Upcoming & Past Weekends

Clayfield College Father & Daughter Fishing & Adventure Weekend 2016 Review

Sports Tuition hosted a group of 45 fathers and daughters from Clayfield College for a weekend of adventure on 27-28 February 2016. The group fished from tinnies powered by electric motors, using live shrimp as bait, but they also went canoeing, participated in archery, and had some fun with the sugar glider and flying fox courtesy of Camp Kokoda. 

The first day of the Clayfield Father & Daughter weekend was blowing a gale. And when it comes to wind, freshwater fishing is not too different to the salt. If it’s really blowing, you’ll struggle to land large quantities of fish. Over the years, I’ve found wind is definitely the element that can shut down a freshwater impoundment. 

The best option in windy conditions at Maroon is to stick to the far upper reaches around the timber area. This region is the most protected. Unfortunately, not totally protected. It was still tough going during the Clayfield weekend. The group ended up catching 10 good size bass during the day, with a lot of smaller bass and spangled perch, but nonetheless, it kept the girls excited.

However, it is amazing what a difference a day makes and on the Sunday we were greeted with much better conditions with the wind really dropping off. Fishing in similar areas resulted in much better catches, both in quality and quantity. 

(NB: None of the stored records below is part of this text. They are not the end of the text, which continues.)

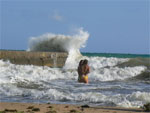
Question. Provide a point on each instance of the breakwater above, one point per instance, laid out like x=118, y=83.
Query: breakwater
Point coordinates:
x=50, y=59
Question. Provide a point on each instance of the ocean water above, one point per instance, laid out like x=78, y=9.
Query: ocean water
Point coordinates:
x=114, y=79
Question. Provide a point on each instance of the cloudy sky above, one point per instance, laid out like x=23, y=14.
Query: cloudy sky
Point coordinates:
x=115, y=26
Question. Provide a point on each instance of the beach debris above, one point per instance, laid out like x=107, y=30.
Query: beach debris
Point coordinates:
x=30, y=107
x=66, y=106
x=74, y=111
x=85, y=106
x=52, y=111
x=51, y=107
x=146, y=107
x=35, y=109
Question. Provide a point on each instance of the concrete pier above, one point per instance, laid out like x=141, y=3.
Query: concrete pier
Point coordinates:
x=50, y=59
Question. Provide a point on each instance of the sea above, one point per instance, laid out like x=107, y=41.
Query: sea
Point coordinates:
x=114, y=80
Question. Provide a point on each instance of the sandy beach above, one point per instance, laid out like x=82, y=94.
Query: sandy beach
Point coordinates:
x=61, y=108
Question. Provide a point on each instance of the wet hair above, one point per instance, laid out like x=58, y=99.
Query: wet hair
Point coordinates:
x=85, y=61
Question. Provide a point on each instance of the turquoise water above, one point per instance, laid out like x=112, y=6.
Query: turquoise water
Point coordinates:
x=117, y=55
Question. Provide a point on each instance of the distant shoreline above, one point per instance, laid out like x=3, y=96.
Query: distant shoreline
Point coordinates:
x=62, y=108
x=84, y=53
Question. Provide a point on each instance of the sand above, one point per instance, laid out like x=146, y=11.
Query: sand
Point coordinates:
x=61, y=108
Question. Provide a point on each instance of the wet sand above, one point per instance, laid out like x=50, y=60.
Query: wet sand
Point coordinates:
x=61, y=108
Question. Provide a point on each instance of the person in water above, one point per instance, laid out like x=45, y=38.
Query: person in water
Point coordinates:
x=83, y=70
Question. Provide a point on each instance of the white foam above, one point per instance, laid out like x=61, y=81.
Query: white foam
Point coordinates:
x=63, y=43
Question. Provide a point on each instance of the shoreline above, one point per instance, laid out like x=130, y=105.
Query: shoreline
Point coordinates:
x=61, y=108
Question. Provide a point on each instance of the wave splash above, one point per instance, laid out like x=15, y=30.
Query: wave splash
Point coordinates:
x=61, y=43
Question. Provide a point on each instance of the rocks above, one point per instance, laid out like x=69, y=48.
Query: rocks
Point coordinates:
x=50, y=59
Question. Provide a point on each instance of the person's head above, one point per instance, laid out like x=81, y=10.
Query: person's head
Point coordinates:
x=81, y=62
x=85, y=61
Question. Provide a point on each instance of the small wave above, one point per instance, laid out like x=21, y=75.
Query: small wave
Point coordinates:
x=136, y=62
x=145, y=76
x=61, y=43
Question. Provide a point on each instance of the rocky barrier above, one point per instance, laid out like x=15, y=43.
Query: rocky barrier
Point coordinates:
x=51, y=59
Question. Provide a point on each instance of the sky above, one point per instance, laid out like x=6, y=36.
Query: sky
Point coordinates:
x=115, y=26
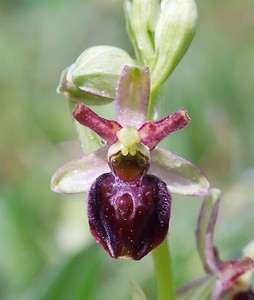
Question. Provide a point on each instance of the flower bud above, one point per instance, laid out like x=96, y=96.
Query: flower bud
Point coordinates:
x=97, y=69
x=141, y=16
x=174, y=32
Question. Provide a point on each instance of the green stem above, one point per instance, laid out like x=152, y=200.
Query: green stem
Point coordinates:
x=150, y=113
x=162, y=264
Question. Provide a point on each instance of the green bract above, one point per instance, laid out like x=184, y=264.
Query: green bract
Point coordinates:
x=174, y=32
x=161, y=33
x=93, y=77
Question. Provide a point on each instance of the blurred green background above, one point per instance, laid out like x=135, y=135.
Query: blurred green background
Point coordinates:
x=46, y=251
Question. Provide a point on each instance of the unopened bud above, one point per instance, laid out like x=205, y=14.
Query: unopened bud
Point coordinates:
x=174, y=32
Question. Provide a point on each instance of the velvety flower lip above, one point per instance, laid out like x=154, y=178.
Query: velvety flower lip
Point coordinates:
x=129, y=208
x=223, y=280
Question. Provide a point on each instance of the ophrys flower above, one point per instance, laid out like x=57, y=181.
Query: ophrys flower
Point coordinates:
x=128, y=205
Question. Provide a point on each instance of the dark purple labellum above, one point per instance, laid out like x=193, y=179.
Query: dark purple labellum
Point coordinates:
x=244, y=296
x=129, y=219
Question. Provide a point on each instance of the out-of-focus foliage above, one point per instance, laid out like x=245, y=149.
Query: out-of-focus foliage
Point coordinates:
x=46, y=251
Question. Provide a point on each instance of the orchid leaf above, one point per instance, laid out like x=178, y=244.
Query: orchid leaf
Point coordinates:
x=132, y=96
x=78, y=175
x=137, y=293
x=180, y=175
x=204, y=234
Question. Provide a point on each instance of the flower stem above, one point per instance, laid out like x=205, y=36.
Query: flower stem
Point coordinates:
x=150, y=113
x=162, y=263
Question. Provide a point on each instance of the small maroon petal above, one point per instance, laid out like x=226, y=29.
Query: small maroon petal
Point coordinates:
x=104, y=128
x=128, y=219
x=152, y=132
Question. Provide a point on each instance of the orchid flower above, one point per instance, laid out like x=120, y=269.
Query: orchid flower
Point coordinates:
x=223, y=280
x=130, y=179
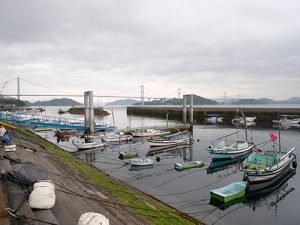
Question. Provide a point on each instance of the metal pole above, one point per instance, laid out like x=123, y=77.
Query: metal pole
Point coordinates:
x=91, y=112
x=184, y=110
x=191, y=109
x=86, y=109
x=18, y=79
x=167, y=120
x=191, y=113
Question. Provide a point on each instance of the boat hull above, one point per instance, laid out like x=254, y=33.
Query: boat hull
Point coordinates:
x=229, y=193
x=264, y=179
x=81, y=145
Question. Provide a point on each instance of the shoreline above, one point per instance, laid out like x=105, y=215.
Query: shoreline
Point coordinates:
x=163, y=213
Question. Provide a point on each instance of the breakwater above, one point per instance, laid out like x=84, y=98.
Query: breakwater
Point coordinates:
x=264, y=114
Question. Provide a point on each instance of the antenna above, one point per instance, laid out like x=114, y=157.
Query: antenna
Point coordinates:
x=179, y=93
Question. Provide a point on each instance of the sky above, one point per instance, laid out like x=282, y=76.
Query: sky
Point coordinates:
x=212, y=48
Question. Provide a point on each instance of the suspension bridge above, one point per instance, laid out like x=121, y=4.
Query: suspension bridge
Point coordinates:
x=29, y=119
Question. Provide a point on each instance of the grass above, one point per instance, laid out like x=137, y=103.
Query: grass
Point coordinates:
x=152, y=210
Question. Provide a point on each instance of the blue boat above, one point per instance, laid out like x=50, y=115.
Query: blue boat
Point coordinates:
x=229, y=152
x=230, y=192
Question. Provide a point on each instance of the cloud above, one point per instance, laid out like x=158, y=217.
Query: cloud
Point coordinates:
x=207, y=47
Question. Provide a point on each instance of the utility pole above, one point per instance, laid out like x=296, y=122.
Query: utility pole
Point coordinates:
x=142, y=95
x=179, y=93
x=18, y=79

The program also provided the opportunity to teach the fathers how to fillet a fish, which was followed by the girls breadcrumbing the fillets. So fish were kept for Saturday night’s dinner. The Sunday morning session saw the group employ catch and release tactics. The group got to taste what Australian bass is like to eat. So often you hear people who say that freshwater fish are muddy, but I can tell you they aren’t at Maroon. The water is pristine and the flesh of the fish is white and clean. Children actually love the flavour. It’s not an over-empowering fish taste. We never get any complaints, mainly just surprised people who never thought bass would taste as good.